I know that the Arduino can count pulses, and in some modes, it can count very quickly, but can it also count the pulses back down. In other words, if it takes my CNC machine 2000 pulses to move one inch in positive direction and I move 10 inches in that direction, can I now subtract those 20,000 pulses from the count when I move in the opposite direction? And can it be done if the pulse speed is approaching 100 kilohertz?
If the answer is yes, could someone please point me to where I could find code that would produce those results?
Only with 1 signal? Probably not. You need a second signal for direction. For what Arduino? A 16MHz microcontroller maybe can count on 100 kHz, but I'm not sure. Much depends on the program and what else it will do.
presumably code has a known position and a target position. the sign, +/-, of their difference is the direction to move. each step in that direction either increases or decreases the known position. it stops when the known position == target.
If your Arduino has access to the Step and Direction signals typical of a stepper driver I would use an interrupt for Step and an input pin for Direction. On the Step interrupt, read the Direction pin. One value of Direction means Count Up, the other value means Count Down. The Arduino should be able to easily keep up with 100 kHz. That's 160 instruction cycles. You may need to use Direct Register Access to read the Direction pin fast enough.
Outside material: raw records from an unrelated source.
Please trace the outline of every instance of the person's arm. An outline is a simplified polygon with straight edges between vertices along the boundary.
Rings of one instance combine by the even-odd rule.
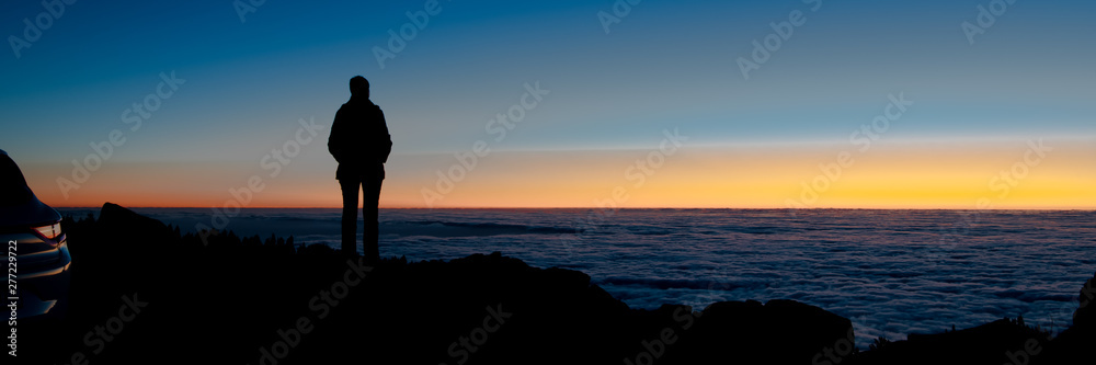
[[[335,112],[335,119],[331,123],[331,136],[328,137],[328,152],[335,158],[339,163],[343,162],[343,156],[346,151],[345,142],[345,132],[343,132],[343,124],[345,124],[345,116],[343,115],[342,107],[339,112]]]
[[[392,135],[388,134],[388,121],[380,107],[377,107],[377,160],[386,163],[388,156],[392,153]]]

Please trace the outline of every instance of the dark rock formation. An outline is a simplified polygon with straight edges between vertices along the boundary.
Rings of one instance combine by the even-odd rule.
[[[1049,345],[1003,320],[857,354],[847,319],[791,300],[636,310],[581,272],[499,253],[367,266],[292,238],[180,236],[113,204],[64,225],[70,317],[26,329],[32,363],[997,365],[1028,339],[1040,360],[1092,339],[1086,308],[1070,333],[1088,334]]]

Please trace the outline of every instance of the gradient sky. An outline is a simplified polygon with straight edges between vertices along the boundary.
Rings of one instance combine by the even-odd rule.
[[[241,22],[228,0],[78,1],[0,55],[0,149],[53,206],[222,206],[251,176],[264,189],[244,206],[336,206],[329,129],[276,176],[262,162],[298,121],[330,126],[363,75],[395,142],[387,207],[595,206],[616,190],[629,207],[1096,208],[1092,1],[1016,1],[970,44],[961,24],[991,1],[648,0],[606,34],[613,1],[442,0],[381,68],[373,48],[424,3],[266,1]],[[44,11],[0,4],[7,44]],[[806,23],[743,78],[737,60],[794,11]],[[185,83],[130,130],[124,111],[172,71]],[[550,94],[495,140],[488,122],[537,82]],[[861,151],[850,134],[891,95],[914,104]],[[58,179],[114,129],[126,141],[65,196]],[[639,184],[631,168],[675,129],[688,140]],[[427,204],[479,140],[491,152]],[[804,193],[843,151],[855,163]],[[1004,170],[1023,172],[1007,194]]]

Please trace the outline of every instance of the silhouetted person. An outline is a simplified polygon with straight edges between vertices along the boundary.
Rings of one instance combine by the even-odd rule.
[[[392,151],[385,113],[369,100],[369,81],[355,76],[350,79],[350,101],[335,113],[328,138],[328,150],[339,161],[335,179],[343,191],[342,250],[357,254],[357,190],[365,194],[362,214],[365,216],[363,246],[369,261],[380,259],[378,248],[378,210],[380,184],[385,181],[385,162]]]

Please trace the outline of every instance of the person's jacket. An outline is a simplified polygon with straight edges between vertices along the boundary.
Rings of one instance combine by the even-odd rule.
[[[368,99],[351,98],[335,113],[328,151],[339,161],[335,179],[384,179],[392,151],[385,112]]]

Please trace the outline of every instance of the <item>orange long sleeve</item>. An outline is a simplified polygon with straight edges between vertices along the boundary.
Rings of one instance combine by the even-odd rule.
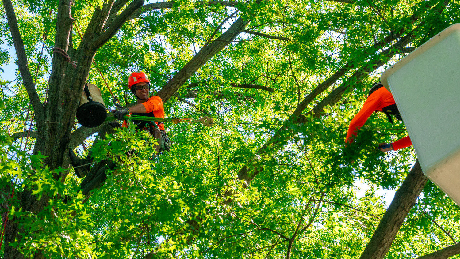
[[[371,94],[364,102],[362,107],[350,122],[345,142],[352,143],[353,141],[354,136],[357,135],[357,130],[366,123],[368,118],[374,111],[381,111],[384,107],[394,103],[395,100],[393,96],[385,87],[380,87]],[[395,150],[397,150],[412,145],[410,139],[408,136],[407,136],[393,142],[393,148]]]
[[[392,144],[393,144],[393,149],[395,150],[397,150],[412,146],[412,141],[410,140],[409,136],[406,136],[400,140],[395,141]]]

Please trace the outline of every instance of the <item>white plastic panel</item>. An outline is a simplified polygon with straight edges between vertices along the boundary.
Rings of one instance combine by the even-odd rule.
[[[380,79],[395,98],[424,173],[460,205],[460,23]]]

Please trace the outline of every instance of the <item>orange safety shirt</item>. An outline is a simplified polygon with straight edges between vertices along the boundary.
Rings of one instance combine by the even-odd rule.
[[[362,127],[369,116],[375,111],[381,111],[384,107],[394,104],[395,99],[393,98],[393,96],[385,87],[380,87],[371,94],[364,102],[362,108],[350,122],[345,142],[353,142],[354,136],[357,135],[357,130]],[[395,150],[412,146],[412,142],[409,136],[406,136],[391,144]]]
[[[145,107],[145,113],[130,113],[130,114],[132,114],[143,116],[150,116],[152,117],[152,118],[153,117],[165,118],[165,109],[163,106],[163,101],[161,101],[161,98],[159,96],[152,96],[149,98],[147,101],[143,102],[142,104]],[[158,122],[155,121],[155,123],[158,125],[158,128],[160,130],[164,130],[165,126],[162,123],[159,123]],[[127,124],[126,124],[126,121],[124,121],[122,126],[126,127],[127,126]]]

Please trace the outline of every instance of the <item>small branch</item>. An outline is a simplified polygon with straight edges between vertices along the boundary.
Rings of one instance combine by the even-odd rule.
[[[192,83],[189,84],[187,86],[186,88],[192,88],[198,86],[200,84],[202,85],[207,85],[209,84],[204,82],[200,82],[198,83]],[[233,83],[230,83],[229,84],[230,85],[234,87],[239,87],[240,88],[253,88],[254,89],[259,89],[260,90],[265,90],[265,91],[268,91],[269,92],[274,92],[275,89],[273,88],[270,88],[270,87],[267,87],[264,85],[260,85],[259,84],[234,84]],[[221,84],[222,85],[222,84]]]
[[[204,2],[200,1],[198,2],[198,3],[202,4],[204,3]],[[209,1],[207,3],[207,4],[209,6],[213,5],[220,5],[225,6],[228,6],[229,7],[234,7],[236,6],[236,5],[238,4],[238,2],[235,1]],[[141,8],[134,12],[134,13],[132,14],[132,15],[129,17],[128,20],[138,18],[143,13],[145,13],[151,11],[171,8],[172,8],[173,6],[174,6],[174,2],[172,1],[169,2],[162,2],[161,3],[152,3],[151,4],[144,5]]]
[[[27,56],[24,48],[24,43],[23,41],[19,29],[17,26],[17,20],[14,12],[14,8],[10,0],[2,0],[3,6],[5,7],[6,13],[6,18],[8,20],[8,25],[11,32],[11,36],[14,43],[14,48],[16,51],[17,56],[17,66],[21,73],[21,76],[24,83],[24,87],[27,91],[30,102],[34,107],[37,118],[40,120],[44,120],[45,114],[43,112],[43,107],[38,96],[37,90],[35,89],[34,81],[32,80],[30,71],[27,65]]]
[[[139,16],[143,13],[150,11],[153,10],[159,9],[165,9],[172,8],[174,6],[174,2],[162,2],[161,3],[152,3],[144,5],[139,8],[137,11],[133,13],[128,19],[128,20],[135,19],[139,17]]]
[[[452,239],[452,242],[453,242],[454,243],[457,243],[457,241],[455,241],[455,240],[454,239],[454,237],[453,237],[452,236],[451,236],[450,234],[449,234],[449,232],[448,232],[447,231],[446,231],[446,230],[444,229],[443,228],[443,227],[442,227],[440,225],[439,225],[439,224],[437,224],[436,222],[436,221],[434,221],[434,220],[433,220],[433,219],[431,219],[431,217],[430,217],[430,215],[428,215],[428,213],[426,213],[426,212],[425,212],[424,213],[425,214],[425,215],[426,215],[427,217],[428,217],[428,219],[430,219],[430,220],[431,220],[432,222],[433,222],[433,223],[434,223],[435,225],[436,225],[438,227],[439,227],[439,228],[440,228],[441,230],[443,231],[443,232],[445,233],[446,233],[446,235],[448,236],[449,237],[450,237],[450,239]]]
[[[407,48],[402,48],[402,51],[404,53],[408,53],[413,51],[415,50],[416,48],[413,47],[408,47]]]
[[[123,10],[121,13],[114,19],[107,27],[107,29],[94,39],[91,44],[92,47],[98,49],[111,39],[116,32],[121,28],[123,23],[129,19],[131,16],[142,6],[144,2],[144,0],[134,0],[132,2],[125,10]]]
[[[211,35],[211,36],[209,37],[209,39],[208,39],[206,41],[206,42],[205,43],[204,45],[203,45],[203,48],[207,46],[207,45],[209,44],[209,42],[210,42],[211,40],[213,39],[213,38],[214,38],[214,36],[216,35],[216,34],[217,33],[217,32],[218,31],[218,30],[220,29],[220,28],[222,27],[222,25],[223,25],[225,23],[225,22],[228,21],[229,19],[234,17],[235,16],[234,16],[235,14],[236,14],[237,12],[238,12],[238,10],[236,10],[234,12],[233,12],[233,13],[229,15],[229,17],[227,17],[227,18],[224,19],[224,20],[222,21],[221,23],[220,23],[220,24],[219,24],[219,25],[217,26],[217,28],[216,28],[216,29],[214,30],[214,32],[213,33],[212,35]]]
[[[23,132],[16,132],[12,135],[11,137],[13,138],[13,141],[16,141],[18,138],[25,138],[27,137],[28,134],[29,134],[29,136],[31,138],[33,138],[34,139],[37,138],[37,132],[32,130],[23,131]]]
[[[257,35],[257,36],[260,36],[260,37],[267,38],[268,39],[279,39],[280,40],[286,40],[287,41],[290,41],[291,40],[291,39],[289,38],[286,38],[285,37],[279,37],[277,36],[272,36],[271,35],[268,35],[267,34],[265,34],[264,33],[255,32],[254,31],[250,31],[249,30],[244,30],[242,32],[244,32],[249,34],[252,34],[253,35]]]
[[[318,202],[320,201],[319,200],[314,200],[315,201],[318,201]],[[330,204],[337,204],[337,205],[341,205],[341,206],[345,206],[345,207],[346,207],[347,208],[351,208],[351,209],[354,209],[355,210],[357,210],[358,211],[360,211],[360,212],[362,212],[363,213],[365,213],[366,214],[367,214],[368,215],[372,216],[373,216],[373,217],[374,217],[374,218],[376,218],[379,220],[380,220],[380,218],[379,218],[379,217],[378,217],[377,216],[376,216],[375,215],[374,215],[374,214],[372,214],[371,213],[369,213],[368,212],[365,212],[365,211],[364,211],[363,210],[361,210],[361,209],[358,209],[358,208],[353,208],[353,207],[351,207],[351,206],[350,205],[347,205],[346,204],[344,204],[343,203],[335,203],[334,202],[329,202],[329,201],[325,201],[325,200],[323,200],[323,201],[322,201],[322,202],[323,202],[323,203],[330,203]]]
Thanks, I have step and direction. It's probably never going to hit 100K but it may come close, probably around 95,000/s. It outputs +5vdc for one direction, 0vdc for the other. My pulse width is 3 microseconds.
I only need it for one axis at a time now and I'm using the Uno, but I do have at ATmega 2560 I would use if it would give me multiple axes.
The pulses do represent movement and I'm not talking about just one move. I want zero the axis, run an entire G-code file, then move the machine back to my zero position and see if the counter will return exactly to Zero.
I never expect the counter to go above probably 480,000 pulses (20' on the long axis) but it may have to go into negative numbers as well.
This will be used for a troubleshooting tool for my machine.
seems you're more concerned with a "count" than a position.
again, presumably there is the current known position and a target position that the controller works to have the same values.
you should be able to specify a target position, the bed should move to that position and then you should be able to specify the "original" position and the bed to return "exactly" to that original position.
you should be able to reset the origin of the bed to anything you want.